Similarly, at the bottom of the ocean (the team used samples from up to a kilometer deep), complex topography like underwater valleys will channel ocean currents like rivers, and accelerate them. Here, the water is moving so fast it’s keeping sediment in suspension, just as it would in the middle of a swiftly-flowing river. But wherever the currents are slow, the sediment falls out of suspension, creating what are essentially underwater sand dunes, sometimes many kilometers in length.

Microplastics abide by the same physics: The study found their concentrations were a lot lower in samples taken from channels where currents are stronger than in areas where currents are slower and the plastic bits can fall out and settle on the seafloor. This creates the hot spots. And, unfortunately, these also happen to be biodiversity hot spots, because the same currents have also deposited nutrients there.
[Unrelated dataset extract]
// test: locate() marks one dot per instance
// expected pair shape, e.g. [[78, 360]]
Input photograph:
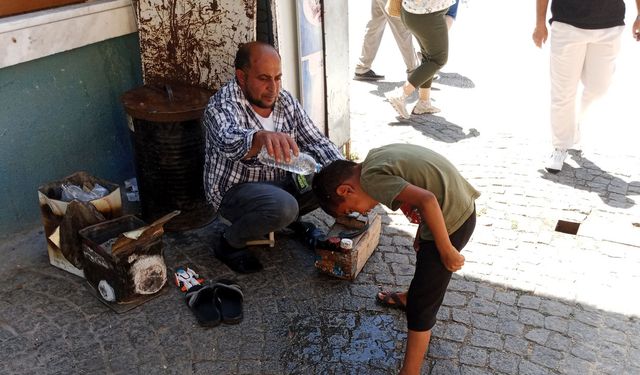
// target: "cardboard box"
[[346, 265], [123, 260], [67, 255]]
Here bottom-dwelling critters (benthic organisms like sea cucumbers, which gobble up sediment and filter out the edible bits) could well be consuming the tiny plastics–coated in biofilm, which may be carrying viruses and bacteria–in addition to the actual food carried in by the current. The precise effects these particles have on such animals is still being studied. But there are troubling signs that microplastics are affecting some species’ behavior: Recent research has shown that hermit crabs exposed to the stuff struggle to select new shells.

And researchers are concerned that the particles will work their way up the food chain, as smaller creatures like bivalves and baby fish eat the microplastics before themselves becoming prey to something even larger. “They’re being eaten by bigger and bigger and bigger creatures,” says Kane. “Of course, they’re eventually eaten by things that we eat. So the next time you’re eating a nice tuna steak, you might be eating decades-old microplastics contaminated with all kinds of toxins.”

Microplastics are showing up in many benthic species, particularly filter-feeders like mussels. “And some of them can even take that microplastic from their gut tissue into their muscle tissue,” says the Scripps Institution of Oceanography’s Jennifer Brandon, who studies microplastics but wasn’t involved with this research. That might not matter when we humans eat a mussel, since we eat the whole thing. “That does matter if fish and other animals are doing that, too, because we only eat their muscle tissue,” she says, because the plastic could be moving through the lining of their guts and concentrating in those edible bits.

Alternatively, maybe even if a fish eats a piece of microplastic and it passes right through its system, the microplastic still leaves some toxic traces behind. “Did the chemicals from that plastic leach into their tissues that we’re going to eat?” Brandon asks. “That is very, very understudied.”

It still might be too early to assume microplastic is toxic for bottom-dwelling species, says University of Michigan eco-toxicologist Allen Burton, who studies microplastics but wasn’t involved in this new work–although he notes that the situation doesn’t look like it’s about to get any better. “I think with the predictions that plastic production is going to continue to go up and up and up, that these numbers of fibers and fragments are just going to increase in these areas where they tend to accumulate,” he says. “So it could be that we reach that threshold at some point, where it actually is causing adverse impacts on the benthic organisms. I doubt it is at this point.”

The discovery of these underwater hot spots is a breakthrough in decoding the mystery of the missing ocean trash: The plastic we can see floating out in the ocean accounts for perhaps 1 percent of the mass that should be out there, given rates of pollution. It’s increasingly clear from this study and others that much of this trash isn’t truly missing, it’s just been ground down into miniscule bits and transported by ocean currents.